It seems apparent that Latasha Winkfield is never going to accept her daughter's passing until she sees these gruesome changes with her own eyes. I find my thoughts travel to the psychological fitness of the mother. I realize that not all people grieve in the same ways but we do have psychiatric professionals capable of determining if grief has transmuted into something else, something mentally unhealthy. Is she capable of making rational decisions on behalf of Jahi's body? I am concerned that some of her statements indicate an amalgam of delusion and Kübler-Ross model bargaining. I note undercurrents of guilt and masochism, and narcissism. Latasha Winkfield is unable to face the reality of her daughter's death and what should be determined, by professionals, is whether or not she cannot or will not process; the distinction is important, especially with regards to the remaining minor in her household and what kind of exposure to this situation she [Jahi's sister] is facing.

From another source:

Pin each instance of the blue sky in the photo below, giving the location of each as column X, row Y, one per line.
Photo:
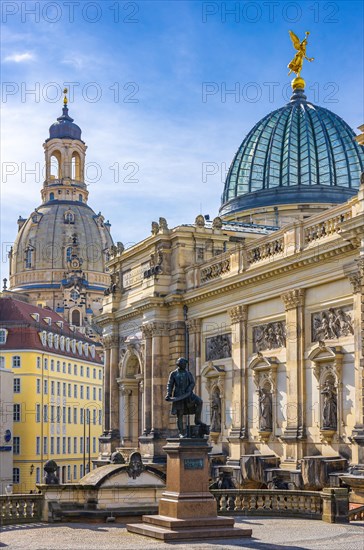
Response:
column 150, row 83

http://docbastard.blogspot.com/2013/12/ ... ation.html

Quote:
...The more I read about Jahi McMath, the more upset I become. Not so much about how the family is handling the situation, though I believe they are handling it exceedingly poorly. Not so much how their lawyer Christopher Dolan (aka Scummy McDouchebag) is making himself sound like a clueless jackass and attention-whore, though he obviously is ("It is our position that no doctor determination can end a life without parental consent", he stupidly said). No, what bothers me the most is that in spite of the fact that six different doctors confirmed that little Jahi has died, the family wanted a 7th opinion. And the seventh opinion they wanted was from Paul A. Byrne, MD.

If you haven't heard of Dr. Byrne, you're about to be educated on just how blinded by faith a supposed man of science can become...


This is the "doctor" I was talking about earlier in the thread. He is despicable. There are a couple of threads about the Jahi McMath case written by DocBastard that are very informative. He is no nonsense. I am bookmarking his page as this plays out.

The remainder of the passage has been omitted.